Thursday, November 24, 2005

After two days in bed my knee has started to deflate, a bit like my mood.
Fed up of being stuck here whilst Esther charges about in the Lima sun like a madman trying to do the things we had planned for our time here.
She's managed to organise a washing machine and has just gone out to meet her brother to go and collect a cot for Salvador.
Wooden stuff is sold in Lima at a series of markets in an inaccesible and unpleasant part of the city - called - Villa Salvador.
The cot we have been lent for our time here is proving no match for Salvador, he had almost clambered out of it just now with me looking on legless and helpless.
Luckily Mum was within earshot to intercept him before he made his escape.
It's Esther's Mum's birthday today but not much celebrating is going on yet, I think some of the family are due over later.
I see from the BBC that George Best is nearing the end, what a tragedy.
I hope that the media focus is on his brilliance as a footballer, together with a debate about what can be done to attack the menace of alcohol, which after all affects far more people than street drugs ever will.

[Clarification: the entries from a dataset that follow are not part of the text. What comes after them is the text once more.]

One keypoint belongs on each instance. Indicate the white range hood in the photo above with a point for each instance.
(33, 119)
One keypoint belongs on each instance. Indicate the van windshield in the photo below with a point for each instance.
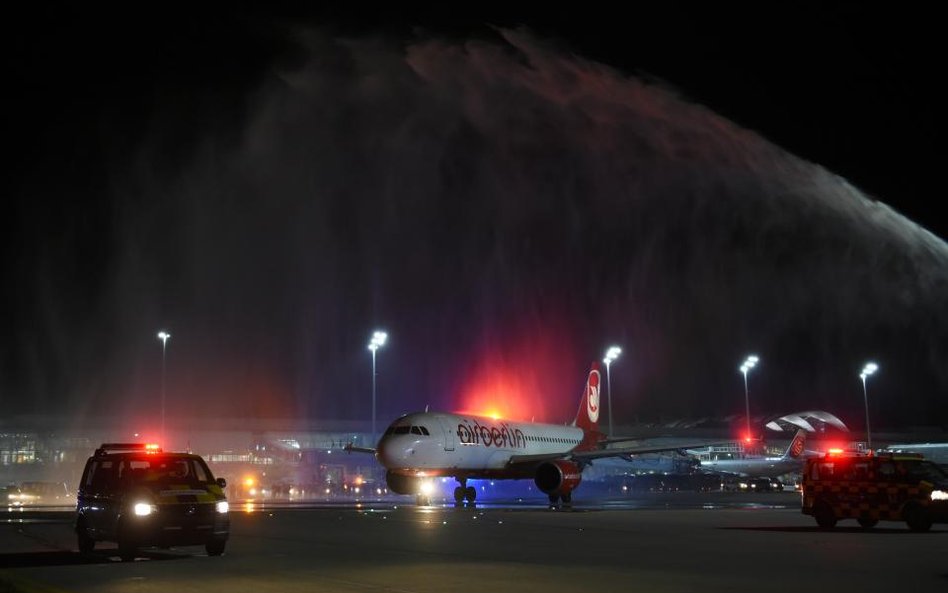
(164, 470)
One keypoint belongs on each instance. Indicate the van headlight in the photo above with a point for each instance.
(143, 509)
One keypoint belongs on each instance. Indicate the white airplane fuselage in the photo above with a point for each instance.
(442, 444)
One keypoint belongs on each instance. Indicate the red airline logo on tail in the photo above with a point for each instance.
(796, 447)
(592, 396)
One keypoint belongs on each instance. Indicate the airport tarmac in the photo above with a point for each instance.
(659, 542)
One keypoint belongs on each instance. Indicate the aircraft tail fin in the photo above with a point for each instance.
(587, 417)
(797, 445)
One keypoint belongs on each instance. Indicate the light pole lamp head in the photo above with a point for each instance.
(378, 340)
(611, 354)
(749, 363)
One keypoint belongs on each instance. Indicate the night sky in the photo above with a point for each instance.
(506, 194)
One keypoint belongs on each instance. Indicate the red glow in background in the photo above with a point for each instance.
(533, 375)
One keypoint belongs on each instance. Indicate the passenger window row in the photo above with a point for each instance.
(539, 439)
(405, 429)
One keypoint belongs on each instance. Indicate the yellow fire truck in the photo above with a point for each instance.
(872, 488)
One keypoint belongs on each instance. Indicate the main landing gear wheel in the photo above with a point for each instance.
(867, 522)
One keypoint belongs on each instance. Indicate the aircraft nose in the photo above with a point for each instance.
(387, 454)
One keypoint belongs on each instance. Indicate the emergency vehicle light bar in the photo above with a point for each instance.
(117, 447)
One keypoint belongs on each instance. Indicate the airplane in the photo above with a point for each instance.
(423, 445)
(763, 467)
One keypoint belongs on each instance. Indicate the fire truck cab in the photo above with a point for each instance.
(872, 488)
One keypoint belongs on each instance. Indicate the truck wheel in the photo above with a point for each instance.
(917, 518)
(215, 547)
(127, 551)
(86, 544)
(824, 516)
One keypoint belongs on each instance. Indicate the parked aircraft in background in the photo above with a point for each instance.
(770, 467)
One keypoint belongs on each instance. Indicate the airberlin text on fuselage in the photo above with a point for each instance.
(475, 433)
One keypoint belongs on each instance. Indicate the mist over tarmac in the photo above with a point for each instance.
(505, 210)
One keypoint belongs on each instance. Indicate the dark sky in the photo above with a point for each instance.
(271, 186)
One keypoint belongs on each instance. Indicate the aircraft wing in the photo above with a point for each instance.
(350, 448)
(628, 451)
(587, 456)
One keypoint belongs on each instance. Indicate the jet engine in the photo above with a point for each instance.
(558, 477)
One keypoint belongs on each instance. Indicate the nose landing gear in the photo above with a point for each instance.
(464, 493)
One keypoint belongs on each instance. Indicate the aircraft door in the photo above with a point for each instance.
(449, 435)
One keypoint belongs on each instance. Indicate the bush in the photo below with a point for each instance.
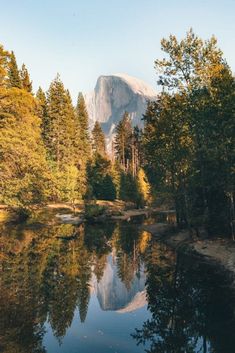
(93, 211)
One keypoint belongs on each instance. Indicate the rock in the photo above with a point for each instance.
(112, 96)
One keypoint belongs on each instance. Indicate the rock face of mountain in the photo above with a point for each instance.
(115, 94)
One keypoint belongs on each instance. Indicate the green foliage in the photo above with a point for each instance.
(189, 133)
(98, 140)
(93, 210)
(24, 175)
(100, 178)
(25, 79)
(14, 79)
(129, 189)
(123, 140)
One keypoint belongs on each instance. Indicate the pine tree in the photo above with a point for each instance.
(13, 73)
(25, 79)
(83, 121)
(24, 174)
(60, 114)
(98, 139)
(123, 140)
(60, 142)
(42, 113)
(4, 57)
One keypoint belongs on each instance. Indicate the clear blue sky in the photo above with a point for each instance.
(84, 39)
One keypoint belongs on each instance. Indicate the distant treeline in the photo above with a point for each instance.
(186, 148)
(47, 153)
(189, 134)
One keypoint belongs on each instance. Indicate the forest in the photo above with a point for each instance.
(183, 156)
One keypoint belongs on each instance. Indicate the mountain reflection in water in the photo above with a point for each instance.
(82, 294)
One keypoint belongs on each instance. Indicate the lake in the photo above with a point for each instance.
(108, 288)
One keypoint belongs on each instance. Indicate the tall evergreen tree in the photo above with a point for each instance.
(42, 113)
(60, 114)
(13, 72)
(123, 140)
(25, 79)
(83, 120)
(4, 57)
(98, 139)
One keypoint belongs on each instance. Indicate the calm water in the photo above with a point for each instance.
(109, 288)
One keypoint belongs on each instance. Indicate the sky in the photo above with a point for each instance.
(82, 40)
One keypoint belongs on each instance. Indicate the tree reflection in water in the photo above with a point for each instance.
(45, 278)
(191, 305)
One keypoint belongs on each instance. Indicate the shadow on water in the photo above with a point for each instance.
(47, 280)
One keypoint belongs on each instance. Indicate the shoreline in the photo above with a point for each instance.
(218, 252)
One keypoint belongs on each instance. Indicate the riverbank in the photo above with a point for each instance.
(220, 252)
(75, 214)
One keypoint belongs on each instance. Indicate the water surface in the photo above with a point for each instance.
(108, 288)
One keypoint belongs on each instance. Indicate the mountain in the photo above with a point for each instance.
(112, 96)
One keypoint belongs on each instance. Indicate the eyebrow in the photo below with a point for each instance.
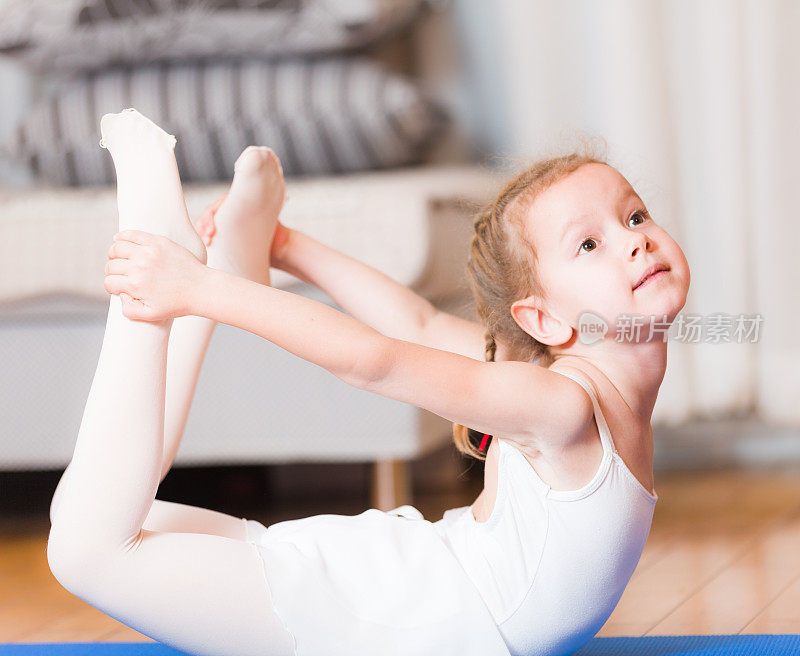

Ironic that in the moment that 24 hour drinking is made legal someone who like me would have loved the idea, never gets to experience it.
Mind you for both George Best and me 24 hour drinking was not only legal but a way of life for too long.
For me, at least for now, I can say that, incredibly, I have entered my seventh year without drink, something that seemed barely possible in the dark days at the end of the last century.
For today, so far, I am OK.
Needless to say no-one has heard of George Best over here, a World Cup appearance would have changed that I think.
I remember seeing him play for Fulham at the County Ground in 1977, he still had plenty of his magic left even then, Swindon of course won 5-0 but the memory of Best nutmegging a Town defender in front of the North Stand is stronger than the result.
I have started to panic a bit about our journey as I am going to be unable to do anything useful and we have a stack of stuff to take.
We will at least be met there by Valerio & Ali (who work for us in the cafe) and hopefully a truck as well.
I will until then carry on watching dodgy videos and reading the Ranulph Fiennes biography of Captain Scott, which tells in detail of his Antarctic expeditions, excellent and jaw droppingly informative about how tough travel was then (if you chose to do it the way he did I suppose).